Depresyondaki Gençlerin Çoğu Depresyonun Geri Dönüşünden Acı Çekiyor

Gençler arasında depresyon artmaya devam ederken, etkili tedavi seçenekleri belirsizliğini koruyor. Yeni bir çalışma, ergenler için başarılı bir depresyon tedavisi beklentilerini azaltıyor - tedavi gören çoğu gençte depresyonun geri döndüğünü buluyor.

John Curry, Ph.D. Duke Üniversitesi Tıp Merkezi ve meslektaşları, Depresyonlu Ergenlerin Tedavisine (TADS) katılan 196 ergen (86 erkek ve 110 kadın) üzerinde çalıştı.

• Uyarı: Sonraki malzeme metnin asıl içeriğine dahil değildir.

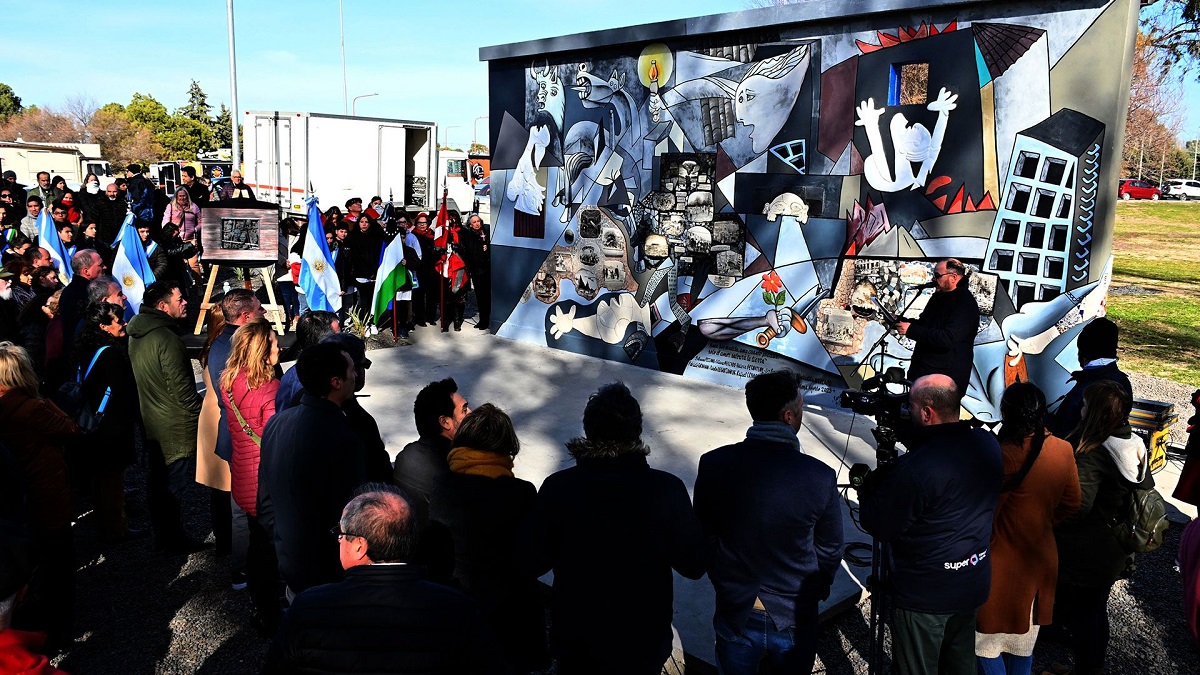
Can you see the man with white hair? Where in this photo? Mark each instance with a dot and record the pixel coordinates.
(430, 627)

Gençler rastgele dört kısa süreli tedavi müdahalesinden birine (fluoksetin hidroklorür ile ilaç, bilişsel davranışçı terapi, ikisinin bir kombinasyonu veya plasebo) atandı ve beş yıl boyunca izlendi.

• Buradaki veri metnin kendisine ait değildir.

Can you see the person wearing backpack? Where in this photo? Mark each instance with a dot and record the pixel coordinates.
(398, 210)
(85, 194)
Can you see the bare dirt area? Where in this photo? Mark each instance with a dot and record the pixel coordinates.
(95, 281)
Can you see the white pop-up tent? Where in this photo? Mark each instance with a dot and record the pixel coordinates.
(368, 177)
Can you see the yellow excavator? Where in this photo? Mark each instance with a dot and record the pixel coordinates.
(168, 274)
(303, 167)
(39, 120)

Neredeyse tüm katılımcılar (yüzde 96,4), iki yıl içinde iyileşen yüzde 88'den fazlası dahil olmak üzere, takip süresi boyunca ilk depresyon ataklarından kurtuldu.

12 haftalık bir tedavi seansına yanıt verenlerin (kısa süreli yanıt verenler) iki yıl içinde iyileşme olasılığı daha yüksekti (yüzde 96,2'ye karşı yüzde 79,1). Bununla birlikte, iki yıllık iyileşme herhangi bir özel tedavi türü ile ilişkilendirilmemiştir.

Depresyondan kurtulan 189 gençten 88'i (yüzde 46,6) nüks yaşadı.

Yazarlar, "Hipotezlerimizin aksine, ne kısa süreli tedaviye tam yanıt ne de fluoksetin ve bilişsel davranışçı terapi kombinasyonu ile tedavi, nüks riskini azaltmadı" diye yazıyorlar.

Ancak, kısa süreli tedaviye yanıt vermeyenlerin tam ve kısmi yanıt verenlere göre nüksetme olasılığı daha yüksekti. Kadınlarda nüks olma olasılığı erkeklere göre çok daha yüksekti. "

Ayrıca anksiyete bozukluğu olan gençlerin tekrarlama yaşama olasılığı daha yüksekti (anksiyete bozukluğu olmayanların yüzde 61,9'una karşı yüzde 42,2'si). Ayrıca, depresyonu geri dönen katılımcıların intihar düşünceleri ve davranışları ölçeğinde daha yüksek puanları vardı.

Yazarlar, "Sonuçlarımız, iki yıl içinde daha az iyileşme olasılığı ile ilişkili olduğundan, kısmi yanıta veya yanıt vermemeye yol açan kısa vadeli bir tedaviyi değiştirmenin önemini güçlendiriyor" diye yazıyor.

"Nüks oranlarının başlangıçtan iki ila üç yıl sonra önemli ölçüde arttığı bulgusu, semptom veya ilaç izleme veya bilişsel davranışçı terapi destek seansları gibi rekürrens önleme çabalarının TADS'ye dahil edilen [18 haftalık] bakım döneminin ötesinde değerli olabileceğini düşündürmektedir. "

Klinik depresyon, kadın gençlerin yaklaşık yüzde 6'sını ve erkek gençlerin yaklaşık yüzde 4,6'sını etkiler. Depresyondan muzdarip gençler ayrıca artan fonksiyonel bozukluk, intihar riski ve daha yüksek yetişkin depresyon riskinden muzdariptir.

Makale şurada görünür: Genel Psikiyatri ArşivleriJAMA / Arşiv dergilerinden biri.